El vocero del Oriente Antioqueño asume el liderazgo para ser el enlace presidencial
Durante la cumbre de empalme territorial celebrada este martes 21 de julio en Medellín, el alcalde de El Retiro, Santiago Montoya Giraldo, asumió un rol clave al conectar directamente las necesidades profundas de la región con el presidente electo Abelardo de la Espriella. Frente a los 125 alcaldes de Antioquia y el gobernador Andrés Julián Rendón, el mandatario guarceño dejó clara la importancia estratégica y el peso económico de la región, señalando que “hoy el Oriente Antioqueño, después del Valle de Aburrá, es la segunda región más competitiva de nuestro departamento”. Esta designación marca un puente crucial entre el nuevo gobierno nacional y la región, descentralizando verdaderamente el poder.
La sesión de trabajo a puerta cerrada permitió establecer una hoja de ruta directa con el ejecutivo central, acatando la directriz de entregar la información de los proyectos de cada una de las administraciones municipales que se encuentren ya en Fase III. Al actuar como vocero del Oriente antioqueño, Montoya Giraldo presentó una agenda enfocada en resolver problemas de raíz, pidiendo apoyo del gobierno entrante para “llegar donde más nos necesiten”. La estrategia presidencial de mantener una escucha activa en cada zona del país busca restaurar los vínculos institucionales fracturados en los últimos cuatro años. En este empalme territorial, se debatieron de frente las necesidades de cada municipio, priorizando el desarrollo equitativo, el mejoramiento de los corredores viales de la región y la superación del déficit habitacional, puntos en común y prioritarios para toda la subregión.
Las alarmantes cifras de inflación y los altos costos de vida actuales complican severamente la ejecución de obras sociales, un tema que el alcalde de El Retiro detalló técnicamente al referirse a la crisis de la propiedad privada. Montoya Giraldo advirtió que la realidad de todo el país se observa con mayor impacto en esta región, explicando que “hoy es imposible que una familia alcance los 135 salarios mínimos que vale una vivienda de interés social”, argumentando que las políticas de la administración saliente de Gustavo Petro eliminaron subsidios que eran vitales para las familias rurales y que aparte de dejar a las poblaciones afectadas, dejó a los mandatarios municipales desprotegidos ante necesidades sin los recursos correspondientes para darles respuesta.
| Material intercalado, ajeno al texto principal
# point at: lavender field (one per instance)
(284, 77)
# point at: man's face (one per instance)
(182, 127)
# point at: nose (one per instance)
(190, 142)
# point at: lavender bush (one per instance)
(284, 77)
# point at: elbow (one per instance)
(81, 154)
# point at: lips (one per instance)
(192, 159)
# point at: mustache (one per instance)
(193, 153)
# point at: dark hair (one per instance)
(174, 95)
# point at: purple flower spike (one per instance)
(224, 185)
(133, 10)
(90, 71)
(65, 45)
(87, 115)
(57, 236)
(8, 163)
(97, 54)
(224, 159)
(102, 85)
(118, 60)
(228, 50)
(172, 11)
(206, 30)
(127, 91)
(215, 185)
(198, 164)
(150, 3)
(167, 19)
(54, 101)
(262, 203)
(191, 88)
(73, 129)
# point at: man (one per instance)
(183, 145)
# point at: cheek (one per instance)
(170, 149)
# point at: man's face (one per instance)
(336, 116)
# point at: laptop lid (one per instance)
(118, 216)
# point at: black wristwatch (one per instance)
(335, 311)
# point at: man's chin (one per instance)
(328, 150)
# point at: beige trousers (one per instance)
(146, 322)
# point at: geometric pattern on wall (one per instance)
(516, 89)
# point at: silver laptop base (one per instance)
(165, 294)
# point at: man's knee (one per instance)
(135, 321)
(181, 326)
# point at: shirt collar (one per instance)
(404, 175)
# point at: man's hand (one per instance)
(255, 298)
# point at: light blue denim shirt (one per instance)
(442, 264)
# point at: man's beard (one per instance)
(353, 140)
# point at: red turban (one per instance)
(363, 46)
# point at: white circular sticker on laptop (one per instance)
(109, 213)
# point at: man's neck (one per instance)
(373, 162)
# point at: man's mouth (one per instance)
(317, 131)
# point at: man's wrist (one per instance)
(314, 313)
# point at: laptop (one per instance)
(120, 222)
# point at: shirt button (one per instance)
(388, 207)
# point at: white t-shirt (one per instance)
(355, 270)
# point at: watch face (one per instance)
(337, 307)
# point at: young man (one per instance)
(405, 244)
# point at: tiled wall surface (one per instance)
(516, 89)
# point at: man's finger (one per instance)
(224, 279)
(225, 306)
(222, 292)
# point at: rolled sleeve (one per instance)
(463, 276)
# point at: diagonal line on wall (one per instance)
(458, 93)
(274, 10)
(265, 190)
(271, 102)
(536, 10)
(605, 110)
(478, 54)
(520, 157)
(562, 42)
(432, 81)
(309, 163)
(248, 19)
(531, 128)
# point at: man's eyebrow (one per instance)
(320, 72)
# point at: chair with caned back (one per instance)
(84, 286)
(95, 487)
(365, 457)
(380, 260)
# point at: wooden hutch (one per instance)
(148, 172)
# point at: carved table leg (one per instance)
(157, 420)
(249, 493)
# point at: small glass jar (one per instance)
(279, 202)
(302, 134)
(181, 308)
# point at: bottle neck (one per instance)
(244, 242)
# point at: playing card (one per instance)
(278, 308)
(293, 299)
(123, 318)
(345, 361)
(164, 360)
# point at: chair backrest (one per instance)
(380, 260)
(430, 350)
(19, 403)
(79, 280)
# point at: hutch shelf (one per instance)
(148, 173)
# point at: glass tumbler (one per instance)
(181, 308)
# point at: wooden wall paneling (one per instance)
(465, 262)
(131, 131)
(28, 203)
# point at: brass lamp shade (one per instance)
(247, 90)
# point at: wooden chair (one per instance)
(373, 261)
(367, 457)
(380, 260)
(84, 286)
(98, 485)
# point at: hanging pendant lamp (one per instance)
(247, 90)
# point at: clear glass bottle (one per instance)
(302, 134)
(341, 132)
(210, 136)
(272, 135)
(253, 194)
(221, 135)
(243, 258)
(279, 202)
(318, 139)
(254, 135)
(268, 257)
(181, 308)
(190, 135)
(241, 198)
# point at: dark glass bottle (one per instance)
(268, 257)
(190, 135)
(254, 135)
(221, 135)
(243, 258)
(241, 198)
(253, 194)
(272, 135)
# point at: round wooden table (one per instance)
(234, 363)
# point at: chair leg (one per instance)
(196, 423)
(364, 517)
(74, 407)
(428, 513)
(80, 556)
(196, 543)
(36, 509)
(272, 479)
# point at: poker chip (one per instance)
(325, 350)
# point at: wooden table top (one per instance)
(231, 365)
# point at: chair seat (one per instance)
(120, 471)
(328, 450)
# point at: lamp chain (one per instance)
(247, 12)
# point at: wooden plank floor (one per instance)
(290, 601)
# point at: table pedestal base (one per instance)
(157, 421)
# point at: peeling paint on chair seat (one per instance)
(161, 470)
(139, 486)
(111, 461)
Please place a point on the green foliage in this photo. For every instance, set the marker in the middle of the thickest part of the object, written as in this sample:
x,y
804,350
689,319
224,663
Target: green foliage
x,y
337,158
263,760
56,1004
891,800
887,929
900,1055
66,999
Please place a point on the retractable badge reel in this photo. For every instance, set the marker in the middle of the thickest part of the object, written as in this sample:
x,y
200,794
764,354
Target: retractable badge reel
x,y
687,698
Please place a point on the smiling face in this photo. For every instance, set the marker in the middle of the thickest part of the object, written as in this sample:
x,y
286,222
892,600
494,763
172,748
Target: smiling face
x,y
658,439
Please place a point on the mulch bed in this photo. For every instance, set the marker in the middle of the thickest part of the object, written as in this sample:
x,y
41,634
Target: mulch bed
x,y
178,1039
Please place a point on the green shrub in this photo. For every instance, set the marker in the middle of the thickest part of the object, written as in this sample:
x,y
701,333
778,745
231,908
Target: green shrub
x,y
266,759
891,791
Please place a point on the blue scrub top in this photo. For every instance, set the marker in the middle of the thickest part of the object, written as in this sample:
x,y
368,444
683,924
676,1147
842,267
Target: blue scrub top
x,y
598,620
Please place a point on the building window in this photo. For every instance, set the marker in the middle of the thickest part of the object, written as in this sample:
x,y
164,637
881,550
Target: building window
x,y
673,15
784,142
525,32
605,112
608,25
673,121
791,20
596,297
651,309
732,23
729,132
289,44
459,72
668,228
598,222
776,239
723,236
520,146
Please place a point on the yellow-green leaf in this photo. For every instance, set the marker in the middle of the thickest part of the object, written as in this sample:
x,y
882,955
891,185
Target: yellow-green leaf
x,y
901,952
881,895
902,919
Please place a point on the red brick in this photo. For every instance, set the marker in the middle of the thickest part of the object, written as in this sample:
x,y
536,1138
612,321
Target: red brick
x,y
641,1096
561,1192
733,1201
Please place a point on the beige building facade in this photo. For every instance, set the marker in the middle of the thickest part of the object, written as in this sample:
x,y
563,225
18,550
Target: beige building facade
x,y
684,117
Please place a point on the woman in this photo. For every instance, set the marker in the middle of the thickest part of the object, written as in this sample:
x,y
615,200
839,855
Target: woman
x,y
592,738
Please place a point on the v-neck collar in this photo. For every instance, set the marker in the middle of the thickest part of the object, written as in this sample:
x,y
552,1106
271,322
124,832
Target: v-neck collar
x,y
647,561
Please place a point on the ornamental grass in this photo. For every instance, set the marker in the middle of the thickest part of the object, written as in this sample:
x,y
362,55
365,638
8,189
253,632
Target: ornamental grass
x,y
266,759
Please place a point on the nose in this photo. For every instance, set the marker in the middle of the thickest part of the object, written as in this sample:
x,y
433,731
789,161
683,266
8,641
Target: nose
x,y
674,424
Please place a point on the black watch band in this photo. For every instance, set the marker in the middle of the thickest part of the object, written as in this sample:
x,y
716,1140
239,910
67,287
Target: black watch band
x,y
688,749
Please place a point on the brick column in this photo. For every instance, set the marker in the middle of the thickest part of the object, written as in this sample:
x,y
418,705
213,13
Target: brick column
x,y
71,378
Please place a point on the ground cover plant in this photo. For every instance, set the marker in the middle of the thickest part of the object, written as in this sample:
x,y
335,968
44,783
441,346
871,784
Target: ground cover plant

El tenso trasfondo político de esta gira nacional resalta tras la decisión del nuevo jefe de Estado de cancelar la transición oficial desde la capital, optando por una conexión palpable y directa desde los territorios. En este escenario de cambio de mando, el desempeño del vocero del Oriente antioqueño cobra una relevancia inmensa, pues su propia administración ya es un referente por llevar inversiones e infraestructura a las veredas más apartadas e inaccesibles. Proyectando el futuro de toda la región y sus poblaciones, el alcalde Montoya Giraldo agradeció la voluntad política del nuevo gobierno al expresar que “esperamos que el Oriente Antioqueño siga potencializando sus vocaciones como unas ciudades dormitorios, como vocaciones turísticas, vocaciones industriales y vocaciones agrícolas”, garantizando así un trabajo conjunto inquebrantable de cara al progreso municipal, departamental y nacional.